On the basis that spending increases are limited to 5 per cent, as per the Government’s spending rule, and there being no major shock to the public finances, it will rise to over €16 billion in 2024; to €18 billion in 2025; and to nearly €21 billion in 2026.
The budgetary largesse is entirely driven by windfall corporate tax receipts, which generated €22.6 billion last year and are expected to generate €24 billion this year. That’s approximately €5,000 for every man, woman and child in the country.
Budget deficit
Remove them and we would be running a budget deficit of €1.8 billion this year and a budget deficit for the 15th consecutive year.
As Minister for Finance Michael McGrath said at the launch of the Government’s latest Stability Programme Update (SPU) yesterday, the public finances are in “a sweet spot”.
Up to last September the Department of Finance estimated that €4 billion to €6 billion of corporate tax receipts could be defined as “windfall” — in other words potentially temporary, not to be relied on into the future and more importantly not to be tied into current spending.
However, the department’s windfall estimate was upped €10 billion late last year on the back of a surge in receipts. In the SPU, the windfall element was put at €12 billion. The extraordinary surge in business tax receipts is barely understood.
Corporation tax boost/Have we reached peak house prices?
It’s probably a reflection of increased multinational profitability and the exhaustion of various capital allowances, which result in more taxes being paid. Between 2015 and 2021, Ireland’s corporate tax base grew by about 125 per cent, from €6.87 billion to €15.3 billion. Over the same period, the pretax profits of 33 large US multinationals with operations in Ireland grew by the same percentage.

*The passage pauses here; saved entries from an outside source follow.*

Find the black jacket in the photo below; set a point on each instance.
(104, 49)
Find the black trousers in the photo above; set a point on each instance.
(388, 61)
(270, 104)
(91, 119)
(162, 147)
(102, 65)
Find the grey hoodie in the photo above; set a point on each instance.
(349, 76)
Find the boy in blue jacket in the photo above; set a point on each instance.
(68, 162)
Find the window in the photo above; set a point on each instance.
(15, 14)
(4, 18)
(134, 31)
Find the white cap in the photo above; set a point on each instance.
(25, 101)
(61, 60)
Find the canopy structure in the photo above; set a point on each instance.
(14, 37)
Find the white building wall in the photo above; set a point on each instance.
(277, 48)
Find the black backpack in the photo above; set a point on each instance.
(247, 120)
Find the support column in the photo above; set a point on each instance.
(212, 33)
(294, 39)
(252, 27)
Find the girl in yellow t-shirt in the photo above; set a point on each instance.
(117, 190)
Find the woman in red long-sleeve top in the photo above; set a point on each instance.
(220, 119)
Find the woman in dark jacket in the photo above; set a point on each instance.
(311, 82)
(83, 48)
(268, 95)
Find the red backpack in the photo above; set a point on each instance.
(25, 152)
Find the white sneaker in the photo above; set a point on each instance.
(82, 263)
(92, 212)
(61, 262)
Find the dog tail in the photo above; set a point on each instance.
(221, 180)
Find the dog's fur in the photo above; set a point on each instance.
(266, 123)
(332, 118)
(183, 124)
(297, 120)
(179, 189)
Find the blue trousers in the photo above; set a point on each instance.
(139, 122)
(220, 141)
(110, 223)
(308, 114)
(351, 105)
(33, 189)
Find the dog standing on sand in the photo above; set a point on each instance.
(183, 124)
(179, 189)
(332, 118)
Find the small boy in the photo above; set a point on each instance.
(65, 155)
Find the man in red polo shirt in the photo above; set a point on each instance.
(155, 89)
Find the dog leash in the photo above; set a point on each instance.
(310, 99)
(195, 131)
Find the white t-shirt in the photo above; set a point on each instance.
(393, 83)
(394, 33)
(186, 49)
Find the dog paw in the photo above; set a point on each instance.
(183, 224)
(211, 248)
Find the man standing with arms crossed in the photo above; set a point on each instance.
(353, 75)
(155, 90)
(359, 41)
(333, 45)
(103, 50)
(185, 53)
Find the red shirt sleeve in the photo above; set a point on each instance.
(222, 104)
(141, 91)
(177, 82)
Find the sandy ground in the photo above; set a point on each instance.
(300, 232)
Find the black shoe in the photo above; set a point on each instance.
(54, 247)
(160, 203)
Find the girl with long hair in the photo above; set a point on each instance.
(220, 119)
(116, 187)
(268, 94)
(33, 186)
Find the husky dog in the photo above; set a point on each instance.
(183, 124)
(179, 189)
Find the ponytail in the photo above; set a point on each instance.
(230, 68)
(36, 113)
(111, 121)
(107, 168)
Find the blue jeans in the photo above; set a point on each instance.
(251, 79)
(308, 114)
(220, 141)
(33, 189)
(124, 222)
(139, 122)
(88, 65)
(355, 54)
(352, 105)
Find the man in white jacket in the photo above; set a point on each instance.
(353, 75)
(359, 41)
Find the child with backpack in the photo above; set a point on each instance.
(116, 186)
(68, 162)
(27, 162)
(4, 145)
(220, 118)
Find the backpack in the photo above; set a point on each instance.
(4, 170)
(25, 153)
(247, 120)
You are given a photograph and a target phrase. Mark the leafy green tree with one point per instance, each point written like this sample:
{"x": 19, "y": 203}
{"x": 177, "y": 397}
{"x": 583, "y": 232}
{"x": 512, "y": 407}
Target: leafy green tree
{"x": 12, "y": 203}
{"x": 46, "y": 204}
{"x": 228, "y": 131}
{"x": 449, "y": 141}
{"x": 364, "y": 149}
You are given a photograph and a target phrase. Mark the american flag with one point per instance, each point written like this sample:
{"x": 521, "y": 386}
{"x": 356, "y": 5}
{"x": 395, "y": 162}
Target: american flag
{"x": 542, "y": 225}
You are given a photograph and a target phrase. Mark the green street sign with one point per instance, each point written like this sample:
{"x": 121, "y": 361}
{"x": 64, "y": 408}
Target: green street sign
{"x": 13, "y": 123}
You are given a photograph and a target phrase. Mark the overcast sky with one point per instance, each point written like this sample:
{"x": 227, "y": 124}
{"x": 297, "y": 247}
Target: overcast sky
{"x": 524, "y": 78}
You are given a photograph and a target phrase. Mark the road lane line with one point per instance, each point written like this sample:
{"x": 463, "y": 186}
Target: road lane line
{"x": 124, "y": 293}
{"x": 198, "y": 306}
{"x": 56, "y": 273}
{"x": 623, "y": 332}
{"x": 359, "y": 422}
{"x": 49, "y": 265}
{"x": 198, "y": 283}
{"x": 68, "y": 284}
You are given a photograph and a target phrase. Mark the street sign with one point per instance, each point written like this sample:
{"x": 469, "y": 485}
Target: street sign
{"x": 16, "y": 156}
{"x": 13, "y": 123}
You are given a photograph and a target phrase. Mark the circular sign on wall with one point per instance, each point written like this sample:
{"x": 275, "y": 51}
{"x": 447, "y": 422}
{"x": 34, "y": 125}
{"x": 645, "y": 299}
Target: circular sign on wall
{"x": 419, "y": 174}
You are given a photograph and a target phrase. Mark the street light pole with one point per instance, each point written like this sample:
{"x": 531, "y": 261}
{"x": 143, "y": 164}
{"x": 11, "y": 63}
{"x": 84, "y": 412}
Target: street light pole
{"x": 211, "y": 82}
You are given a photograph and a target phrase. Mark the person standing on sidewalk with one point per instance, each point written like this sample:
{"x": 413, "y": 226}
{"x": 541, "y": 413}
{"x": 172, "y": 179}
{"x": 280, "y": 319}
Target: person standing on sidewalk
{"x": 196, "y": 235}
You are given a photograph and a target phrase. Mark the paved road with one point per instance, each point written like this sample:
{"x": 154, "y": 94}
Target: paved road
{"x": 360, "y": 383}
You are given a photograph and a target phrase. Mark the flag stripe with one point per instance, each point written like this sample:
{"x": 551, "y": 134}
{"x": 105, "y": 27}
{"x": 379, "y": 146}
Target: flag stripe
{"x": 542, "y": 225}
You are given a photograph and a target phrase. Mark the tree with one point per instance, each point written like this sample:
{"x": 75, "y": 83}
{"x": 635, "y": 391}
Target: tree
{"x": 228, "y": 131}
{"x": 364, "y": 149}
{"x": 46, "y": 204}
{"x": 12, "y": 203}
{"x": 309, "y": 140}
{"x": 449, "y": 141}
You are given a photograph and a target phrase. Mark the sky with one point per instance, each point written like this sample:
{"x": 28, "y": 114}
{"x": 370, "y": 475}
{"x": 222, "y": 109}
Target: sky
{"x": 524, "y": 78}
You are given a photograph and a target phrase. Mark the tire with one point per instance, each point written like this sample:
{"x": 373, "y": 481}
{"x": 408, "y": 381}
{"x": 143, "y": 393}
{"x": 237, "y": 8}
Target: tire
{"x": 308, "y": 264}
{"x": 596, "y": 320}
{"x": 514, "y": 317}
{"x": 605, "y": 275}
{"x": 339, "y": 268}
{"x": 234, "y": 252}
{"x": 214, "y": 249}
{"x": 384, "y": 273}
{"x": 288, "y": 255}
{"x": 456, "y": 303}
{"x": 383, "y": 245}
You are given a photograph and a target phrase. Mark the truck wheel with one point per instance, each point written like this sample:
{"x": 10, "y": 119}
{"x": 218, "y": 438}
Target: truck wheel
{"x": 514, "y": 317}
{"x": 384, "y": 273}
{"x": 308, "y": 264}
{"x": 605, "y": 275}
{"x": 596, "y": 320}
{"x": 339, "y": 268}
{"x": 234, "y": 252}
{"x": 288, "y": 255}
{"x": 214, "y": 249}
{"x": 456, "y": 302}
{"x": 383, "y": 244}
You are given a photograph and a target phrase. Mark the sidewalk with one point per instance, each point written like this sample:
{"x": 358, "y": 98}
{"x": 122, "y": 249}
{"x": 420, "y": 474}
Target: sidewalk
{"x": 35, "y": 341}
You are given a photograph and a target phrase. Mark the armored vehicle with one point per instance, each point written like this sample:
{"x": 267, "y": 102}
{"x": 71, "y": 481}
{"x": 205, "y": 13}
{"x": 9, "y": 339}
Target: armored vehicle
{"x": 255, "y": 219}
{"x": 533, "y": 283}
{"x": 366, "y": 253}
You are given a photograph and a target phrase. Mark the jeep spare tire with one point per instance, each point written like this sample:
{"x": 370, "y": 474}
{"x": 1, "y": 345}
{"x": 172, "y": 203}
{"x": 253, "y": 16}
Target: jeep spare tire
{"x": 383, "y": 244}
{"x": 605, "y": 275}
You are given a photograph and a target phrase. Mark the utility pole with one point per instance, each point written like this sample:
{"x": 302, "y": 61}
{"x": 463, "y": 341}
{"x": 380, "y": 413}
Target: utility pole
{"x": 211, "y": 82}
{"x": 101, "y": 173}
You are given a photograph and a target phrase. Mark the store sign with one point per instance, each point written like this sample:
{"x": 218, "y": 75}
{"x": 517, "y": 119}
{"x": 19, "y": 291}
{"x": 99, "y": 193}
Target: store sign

Just as the conversation back in the heady Celtic Tiger days switched from one of whether the government finances were performing to what should we do with our budgetary largesse, the same is happening now.
New fund
The Government’s original plan to put a portion of the excess receipts in a rainy-day fund — some €6 billion has already been transferred to the National Reserve Fund — now seems decidedly unambitious and unstrategic.
Minister for Finance Michael McGrath says he’ll publish a scoping document in the next few weeks laying out plans for a new sovereign wealth fund, possibly along the lines of the former National Pensions Reserve Fund.
The Government’s controversial decision not to increase the State pension age has added to the pensions time bomb at the heart of the public finances. The State’s ageing population is expected to cost an additional €7 billion to €8 billion in “standstill” costs by 2030. “In recognition of this, a complementary policy will shortly be proposed by the Minister for Finance, namely pre-funding a portion of these costs via a longer-term public savings vehicle,” the SPU said.